ISSN 1300-4948 | E-ISSN 2148-5607
Original Article
Ovaries are more vulnerable than hepatocytes for insulin resistance and hyperinsulinemia
1 Department of Internal Medicine, Bezmialem Vakıf University Hospital, İstanbul, Turkey  
2 Department of Internal Medicine, Division of Gastroenterology and Hepatology, Bezmialem Vakıf University Faculty of Medicine, İstanbul, Turkey  
3 Clinic of Diabetes, Acıbadem Hospital, İstanbul, Turkey  
4 Department of Anesthesiology, Bezmialem Vakıf University Faculty of Medicine, İstanbul, Turkey  
5 Dr.
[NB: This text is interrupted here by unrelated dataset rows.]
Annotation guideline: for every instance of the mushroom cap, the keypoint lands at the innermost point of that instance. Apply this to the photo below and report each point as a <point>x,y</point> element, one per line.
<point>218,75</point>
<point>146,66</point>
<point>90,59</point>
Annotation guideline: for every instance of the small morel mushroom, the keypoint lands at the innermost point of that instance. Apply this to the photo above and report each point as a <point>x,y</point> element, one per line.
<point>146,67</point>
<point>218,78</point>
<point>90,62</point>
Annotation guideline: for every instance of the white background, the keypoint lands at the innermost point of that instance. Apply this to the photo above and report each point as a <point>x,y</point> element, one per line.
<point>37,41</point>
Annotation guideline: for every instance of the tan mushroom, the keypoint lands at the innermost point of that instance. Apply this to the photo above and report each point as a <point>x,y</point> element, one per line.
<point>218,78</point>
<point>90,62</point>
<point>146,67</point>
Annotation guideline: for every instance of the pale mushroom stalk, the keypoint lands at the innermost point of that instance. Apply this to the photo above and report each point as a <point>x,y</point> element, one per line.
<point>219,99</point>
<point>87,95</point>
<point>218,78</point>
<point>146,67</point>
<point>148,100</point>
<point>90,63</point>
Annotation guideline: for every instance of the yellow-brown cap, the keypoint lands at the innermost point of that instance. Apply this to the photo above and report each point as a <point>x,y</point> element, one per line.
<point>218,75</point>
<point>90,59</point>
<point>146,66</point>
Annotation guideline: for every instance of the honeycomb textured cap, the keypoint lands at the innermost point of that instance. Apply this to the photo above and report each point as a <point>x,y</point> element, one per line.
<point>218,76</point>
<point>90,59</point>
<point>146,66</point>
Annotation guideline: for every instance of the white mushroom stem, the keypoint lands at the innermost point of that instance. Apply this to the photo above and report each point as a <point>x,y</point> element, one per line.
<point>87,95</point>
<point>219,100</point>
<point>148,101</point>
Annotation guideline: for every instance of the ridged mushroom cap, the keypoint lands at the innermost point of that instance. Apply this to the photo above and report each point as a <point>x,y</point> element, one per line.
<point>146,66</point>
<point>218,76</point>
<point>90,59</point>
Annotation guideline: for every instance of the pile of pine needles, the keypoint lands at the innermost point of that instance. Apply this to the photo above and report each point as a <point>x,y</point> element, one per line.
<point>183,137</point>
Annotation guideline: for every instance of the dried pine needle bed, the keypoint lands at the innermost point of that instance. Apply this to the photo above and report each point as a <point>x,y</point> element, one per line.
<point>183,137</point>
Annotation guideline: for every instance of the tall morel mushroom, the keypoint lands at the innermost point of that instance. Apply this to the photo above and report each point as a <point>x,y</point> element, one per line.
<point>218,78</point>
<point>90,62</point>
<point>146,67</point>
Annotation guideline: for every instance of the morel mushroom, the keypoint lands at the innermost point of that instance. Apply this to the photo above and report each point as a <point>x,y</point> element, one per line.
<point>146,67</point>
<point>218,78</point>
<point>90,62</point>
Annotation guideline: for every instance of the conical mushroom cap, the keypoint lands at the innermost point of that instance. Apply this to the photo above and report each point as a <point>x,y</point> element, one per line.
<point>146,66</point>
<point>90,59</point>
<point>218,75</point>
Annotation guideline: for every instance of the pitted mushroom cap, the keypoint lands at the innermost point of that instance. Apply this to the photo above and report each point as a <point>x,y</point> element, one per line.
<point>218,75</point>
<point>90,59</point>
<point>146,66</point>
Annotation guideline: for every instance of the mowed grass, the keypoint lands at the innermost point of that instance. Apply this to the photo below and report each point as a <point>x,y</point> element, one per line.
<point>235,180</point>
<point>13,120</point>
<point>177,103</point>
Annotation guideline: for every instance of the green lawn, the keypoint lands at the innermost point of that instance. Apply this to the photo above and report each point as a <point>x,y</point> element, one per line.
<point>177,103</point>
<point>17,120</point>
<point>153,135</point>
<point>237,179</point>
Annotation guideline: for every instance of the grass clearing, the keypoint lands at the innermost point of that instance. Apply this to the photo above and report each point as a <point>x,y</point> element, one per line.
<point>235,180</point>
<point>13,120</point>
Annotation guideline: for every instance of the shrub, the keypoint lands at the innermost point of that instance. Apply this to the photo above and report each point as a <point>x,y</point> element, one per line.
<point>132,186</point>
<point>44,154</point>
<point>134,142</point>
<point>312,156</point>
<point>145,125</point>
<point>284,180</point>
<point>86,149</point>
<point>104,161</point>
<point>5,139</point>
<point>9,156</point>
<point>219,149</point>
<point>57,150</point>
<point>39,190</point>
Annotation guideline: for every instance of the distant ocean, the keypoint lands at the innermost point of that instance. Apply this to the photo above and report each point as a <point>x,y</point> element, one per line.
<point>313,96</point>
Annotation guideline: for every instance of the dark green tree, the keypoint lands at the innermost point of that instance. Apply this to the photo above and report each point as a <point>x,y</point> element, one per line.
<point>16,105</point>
Zekai Tahir Burak Women's Health Research and Education Hospital, Ankara, Turkey  
Turk J Gastroenterol 2016; 27: 62-67
DOI: 10.5152/tjg.2015.150473
Key Words: Non-alcoholic fatty liver disease, polycystic ovary syndrome, obesity, insulin resistance, hyperinsulinemia, pancreatic beta-cell function
Abstract

Background/Aims: Non-alcoholic fatty liver disease (NAFLD) and polycystic ovary syndrome (PCOS) are common metabolic disorders. We aimed to evaluate the underlying mechanisms in the development of NAFLD and PCOS.

 

Materials and Methods: Thirty female patients with NAFLD and without PCOS; 12 female patients with PCOS; and a control group with 17 healthy females were included. Pancreatic homeostatic model assessment-Beta cell function was measured by the homeostasis model assessment (HOMA)-B test.

 

Results: The body mass index (BMI) of the NAFLD patients was higher than that of the PCOS patients (29.4±3.8 kg/m² vs 25.6±5.2 kg/m², p<0.05). There was no significant difference between the PCOS patients and controls with respect to BMI. The fasting insulin levels of the NAFLD patients were higher than those of the PCOS patients (5.06 unit more than PCOS, p<0.05) and 12.8 unit more than controls (p<0.001). The HOMA scores of the NAFLD patients were more than those of the PCOS patients (1.41 unit more than PCOS, p<0.05) and 2.95 unit more than controls (p<0.001). The HOMA-B score was higher in the NAFLD patients than in the PCOS patients. There was no statistical difference among the groups for serum triglyceride (p>.05) and cholesterol (p>.05).

 

Conclusion: This study showed that rather than pancreatic beta-cell hyperfunction, insulin resistance plays a central role in the development of ovarian abnormalities.